Tidal disruption occurs for white dwarfs of ~0.6 solar masses and radius ~1.2×10^4 km.

Disruption happens near the marginally bound orbit for black holes with mass less than ~4×10^5 solar masses.

Simulations confirm the conditions under which white dwarfs are tidally disrupted by supermassive black holes.

Abstract

We study tidal disruption of white dwarfs in elliptic orbits with the eccenticity of $\sim 1/3$--$2/3$ by a non-spinning supermassive black hole of mass $M_{\rm BH}=10^5M_\odot$ in fully general relativistic simulations targeting the extreme mass-ratio inspiral leading eventually to tidal disruption.
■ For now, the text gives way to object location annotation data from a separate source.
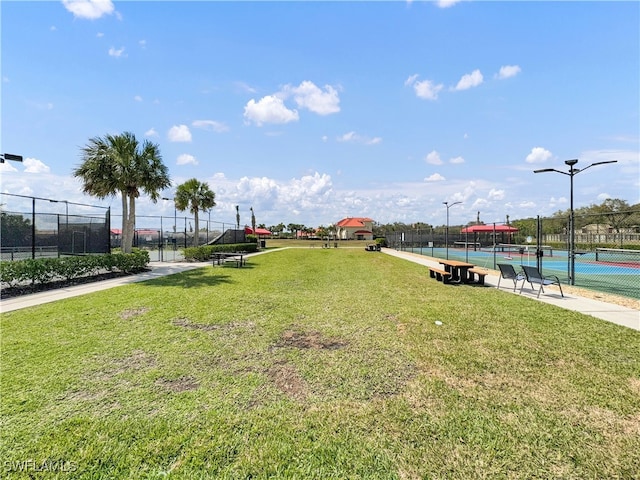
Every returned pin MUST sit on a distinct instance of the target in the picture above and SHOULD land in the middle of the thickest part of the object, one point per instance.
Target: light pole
(572, 231)
(446, 232)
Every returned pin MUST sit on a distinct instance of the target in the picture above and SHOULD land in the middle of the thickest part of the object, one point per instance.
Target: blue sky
(313, 111)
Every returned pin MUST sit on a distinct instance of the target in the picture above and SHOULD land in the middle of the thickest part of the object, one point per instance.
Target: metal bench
(440, 275)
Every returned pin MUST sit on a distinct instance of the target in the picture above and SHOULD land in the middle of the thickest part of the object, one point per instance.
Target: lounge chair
(533, 275)
(509, 273)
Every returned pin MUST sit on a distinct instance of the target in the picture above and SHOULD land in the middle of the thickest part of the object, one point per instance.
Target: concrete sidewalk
(627, 317)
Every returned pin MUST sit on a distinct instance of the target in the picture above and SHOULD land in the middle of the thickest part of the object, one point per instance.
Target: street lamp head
(602, 163)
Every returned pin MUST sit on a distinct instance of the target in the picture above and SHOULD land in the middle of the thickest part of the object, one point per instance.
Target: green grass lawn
(316, 363)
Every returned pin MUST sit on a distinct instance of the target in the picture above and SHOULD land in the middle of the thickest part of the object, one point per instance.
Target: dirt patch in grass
(308, 340)
(185, 323)
(133, 312)
(177, 385)
(287, 379)
(138, 360)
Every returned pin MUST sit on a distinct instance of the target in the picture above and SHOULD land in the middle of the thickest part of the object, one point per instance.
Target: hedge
(203, 252)
(43, 270)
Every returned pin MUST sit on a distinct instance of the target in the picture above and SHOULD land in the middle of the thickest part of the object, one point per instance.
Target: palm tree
(195, 196)
(253, 221)
(117, 164)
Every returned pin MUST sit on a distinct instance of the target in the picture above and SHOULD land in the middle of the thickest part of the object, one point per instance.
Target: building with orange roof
(355, 228)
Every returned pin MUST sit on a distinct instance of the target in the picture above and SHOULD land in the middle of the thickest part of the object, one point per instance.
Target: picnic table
(222, 257)
(459, 270)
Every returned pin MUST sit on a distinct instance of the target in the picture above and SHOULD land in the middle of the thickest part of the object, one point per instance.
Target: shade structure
(259, 231)
(488, 229)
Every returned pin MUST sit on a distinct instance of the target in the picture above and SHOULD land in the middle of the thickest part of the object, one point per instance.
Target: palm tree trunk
(125, 216)
(196, 235)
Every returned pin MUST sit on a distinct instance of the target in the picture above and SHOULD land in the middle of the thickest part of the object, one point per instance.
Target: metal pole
(446, 232)
(572, 232)
(33, 227)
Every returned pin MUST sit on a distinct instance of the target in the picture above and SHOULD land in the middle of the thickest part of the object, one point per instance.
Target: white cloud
(538, 155)
(495, 194)
(89, 9)
(433, 158)
(33, 165)
(355, 138)
(179, 133)
(436, 177)
(410, 81)
(425, 89)
(7, 167)
(211, 125)
(186, 159)
(269, 109)
(469, 80)
(447, 3)
(308, 95)
(508, 71)
(113, 52)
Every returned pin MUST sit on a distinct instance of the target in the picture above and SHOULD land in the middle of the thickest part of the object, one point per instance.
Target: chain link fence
(30, 230)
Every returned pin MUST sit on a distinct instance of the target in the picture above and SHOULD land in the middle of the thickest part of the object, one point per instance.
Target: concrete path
(627, 317)
(624, 316)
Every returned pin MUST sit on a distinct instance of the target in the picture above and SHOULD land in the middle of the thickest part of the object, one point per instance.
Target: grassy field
(316, 363)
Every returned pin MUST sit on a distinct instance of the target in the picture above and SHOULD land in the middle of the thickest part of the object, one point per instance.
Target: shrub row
(43, 270)
(203, 252)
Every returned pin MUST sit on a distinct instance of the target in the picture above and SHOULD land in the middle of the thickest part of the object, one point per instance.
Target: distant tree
(118, 164)
(195, 196)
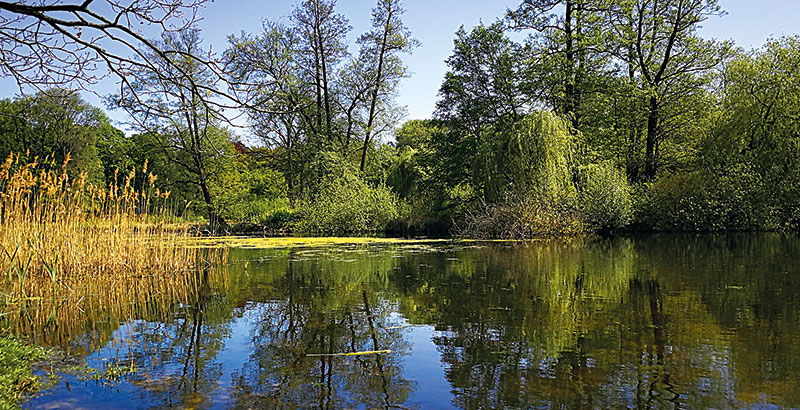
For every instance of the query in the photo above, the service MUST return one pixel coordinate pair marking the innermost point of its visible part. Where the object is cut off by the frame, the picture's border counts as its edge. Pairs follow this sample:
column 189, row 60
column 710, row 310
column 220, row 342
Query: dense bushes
column 347, row 204
column 736, row 200
column 605, row 200
column 344, row 202
column 520, row 218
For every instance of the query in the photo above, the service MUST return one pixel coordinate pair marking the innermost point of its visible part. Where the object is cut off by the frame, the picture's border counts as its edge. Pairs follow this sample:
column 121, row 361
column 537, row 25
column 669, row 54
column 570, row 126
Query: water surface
column 660, row 321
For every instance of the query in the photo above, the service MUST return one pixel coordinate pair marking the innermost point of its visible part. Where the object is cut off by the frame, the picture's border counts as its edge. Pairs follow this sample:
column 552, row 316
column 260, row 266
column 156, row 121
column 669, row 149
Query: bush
column 605, row 197
column 736, row 200
column 520, row 218
column 348, row 204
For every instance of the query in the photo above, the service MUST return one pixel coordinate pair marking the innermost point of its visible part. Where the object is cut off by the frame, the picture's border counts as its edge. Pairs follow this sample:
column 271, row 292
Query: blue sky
column 748, row 22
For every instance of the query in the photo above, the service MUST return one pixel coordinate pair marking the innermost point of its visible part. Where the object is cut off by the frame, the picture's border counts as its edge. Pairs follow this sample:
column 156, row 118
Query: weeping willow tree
column 528, row 158
column 525, row 167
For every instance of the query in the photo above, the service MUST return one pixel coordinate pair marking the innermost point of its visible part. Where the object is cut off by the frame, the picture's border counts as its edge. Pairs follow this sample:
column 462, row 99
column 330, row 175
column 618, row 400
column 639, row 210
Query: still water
column 672, row 321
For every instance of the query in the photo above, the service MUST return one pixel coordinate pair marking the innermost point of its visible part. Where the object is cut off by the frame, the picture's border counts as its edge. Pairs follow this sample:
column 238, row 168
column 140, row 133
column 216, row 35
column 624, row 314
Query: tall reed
column 63, row 231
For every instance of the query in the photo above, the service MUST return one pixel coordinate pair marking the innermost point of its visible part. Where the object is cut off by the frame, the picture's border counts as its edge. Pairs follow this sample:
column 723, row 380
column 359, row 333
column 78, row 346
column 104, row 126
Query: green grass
column 16, row 373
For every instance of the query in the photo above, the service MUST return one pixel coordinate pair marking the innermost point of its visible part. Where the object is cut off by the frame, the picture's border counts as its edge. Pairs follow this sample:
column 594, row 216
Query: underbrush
column 16, row 376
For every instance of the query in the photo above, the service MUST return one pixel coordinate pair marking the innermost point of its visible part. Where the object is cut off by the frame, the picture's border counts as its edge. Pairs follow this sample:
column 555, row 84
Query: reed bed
column 70, row 249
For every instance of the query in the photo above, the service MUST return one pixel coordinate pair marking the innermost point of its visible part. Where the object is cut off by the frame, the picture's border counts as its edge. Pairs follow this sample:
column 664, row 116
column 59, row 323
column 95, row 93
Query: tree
column 322, row 32
column 185, row 127
column 379, row 49
column 56, row 122
column 485, row 81
column 269, row 67
column 52, row 43
column 668, row 57
column 568, row 48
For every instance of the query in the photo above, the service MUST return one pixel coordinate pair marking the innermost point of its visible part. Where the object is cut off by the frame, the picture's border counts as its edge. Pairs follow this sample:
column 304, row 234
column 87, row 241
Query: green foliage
column 520, row 218
column 16, row 376
column 347, row 204
column 56, row 122
column 605, row 197
column 735, row 200
column 245, row 192
column 530, row 158
column 343, row 202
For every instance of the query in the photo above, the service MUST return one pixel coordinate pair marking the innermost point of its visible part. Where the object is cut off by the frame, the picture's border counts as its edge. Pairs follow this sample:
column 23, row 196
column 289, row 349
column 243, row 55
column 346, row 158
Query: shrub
column 348, row 204
column 734, row 200
column 520, row 218
column 605, row 197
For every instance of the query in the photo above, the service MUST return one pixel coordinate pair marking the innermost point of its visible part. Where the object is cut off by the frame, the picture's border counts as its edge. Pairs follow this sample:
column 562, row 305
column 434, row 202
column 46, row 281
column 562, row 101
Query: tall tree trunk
column 377, row 86
column 650, row 148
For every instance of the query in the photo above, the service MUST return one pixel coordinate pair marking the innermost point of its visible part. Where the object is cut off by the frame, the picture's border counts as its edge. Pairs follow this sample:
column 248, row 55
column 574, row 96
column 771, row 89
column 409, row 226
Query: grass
column 63, row 231
column 16, row 376
column 73, row 255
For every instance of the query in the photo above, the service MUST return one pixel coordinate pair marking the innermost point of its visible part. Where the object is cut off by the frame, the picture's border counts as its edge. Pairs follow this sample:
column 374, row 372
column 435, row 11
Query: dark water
column 649, row 322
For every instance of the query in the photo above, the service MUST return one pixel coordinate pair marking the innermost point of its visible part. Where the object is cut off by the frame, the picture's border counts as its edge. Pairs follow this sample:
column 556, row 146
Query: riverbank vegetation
column 16, row 377
column 608, row 116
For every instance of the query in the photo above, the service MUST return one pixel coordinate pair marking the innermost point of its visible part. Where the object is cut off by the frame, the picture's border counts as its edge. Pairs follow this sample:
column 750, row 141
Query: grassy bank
column 16, row 376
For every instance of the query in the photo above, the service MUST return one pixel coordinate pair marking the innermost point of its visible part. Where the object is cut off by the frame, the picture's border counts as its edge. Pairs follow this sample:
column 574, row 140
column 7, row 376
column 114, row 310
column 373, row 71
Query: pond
column 657, row 321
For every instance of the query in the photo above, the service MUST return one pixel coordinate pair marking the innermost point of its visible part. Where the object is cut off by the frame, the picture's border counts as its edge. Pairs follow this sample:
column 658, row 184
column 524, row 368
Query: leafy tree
column 379, row 49
column 184, row 127
column 56, row 122
column 569, row 51
column 669, row 60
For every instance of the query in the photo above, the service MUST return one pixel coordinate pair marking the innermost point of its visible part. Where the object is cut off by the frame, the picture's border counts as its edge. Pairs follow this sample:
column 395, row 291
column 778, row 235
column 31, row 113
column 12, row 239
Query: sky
column 433, row 22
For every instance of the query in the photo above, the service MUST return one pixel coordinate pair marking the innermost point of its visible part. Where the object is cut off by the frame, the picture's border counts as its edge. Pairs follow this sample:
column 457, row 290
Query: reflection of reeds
column 69, row 249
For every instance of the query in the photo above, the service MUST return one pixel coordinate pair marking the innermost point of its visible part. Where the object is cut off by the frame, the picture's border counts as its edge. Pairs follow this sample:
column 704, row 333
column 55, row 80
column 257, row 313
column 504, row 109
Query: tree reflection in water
column 646, row 322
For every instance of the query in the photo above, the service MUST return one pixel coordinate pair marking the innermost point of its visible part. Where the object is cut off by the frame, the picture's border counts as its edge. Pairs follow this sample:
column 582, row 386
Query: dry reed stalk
column 59, row 234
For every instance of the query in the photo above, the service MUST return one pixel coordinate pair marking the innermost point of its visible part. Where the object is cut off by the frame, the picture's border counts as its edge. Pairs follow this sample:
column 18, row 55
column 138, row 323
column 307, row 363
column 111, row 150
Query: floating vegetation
column 16, row 377
column 72, row 253
column 301, row 242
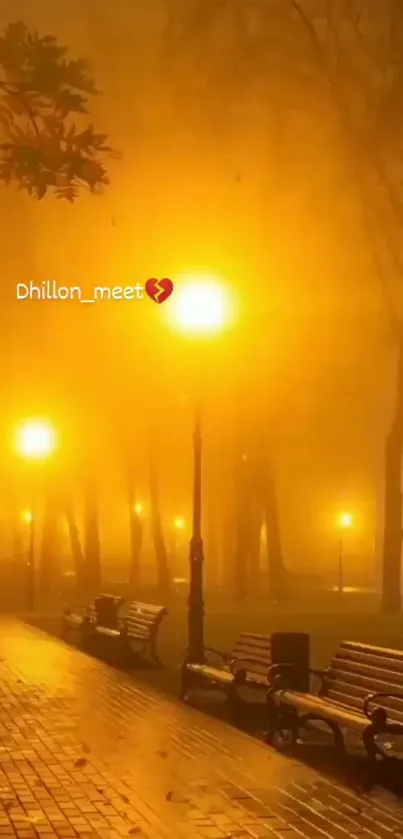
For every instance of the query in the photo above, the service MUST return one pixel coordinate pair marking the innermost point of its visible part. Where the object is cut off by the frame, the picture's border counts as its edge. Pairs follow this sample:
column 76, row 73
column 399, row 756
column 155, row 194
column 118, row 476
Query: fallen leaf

Numerical-relativity simulations are performed by employing a suitable formulation in which the weak self-gravity of white dwarfs is accurately solved. We reconfirm that tidal disruption occurs for white dwarfs of the typical mass of $\sim 0.6M_\odot$ and radius $\approx 1.2 \times 10^4$\,km near the marginally bound orbit around a non-spinning black hole with $M_{\rm BH}\alt 4\times 10^5M_\odot$.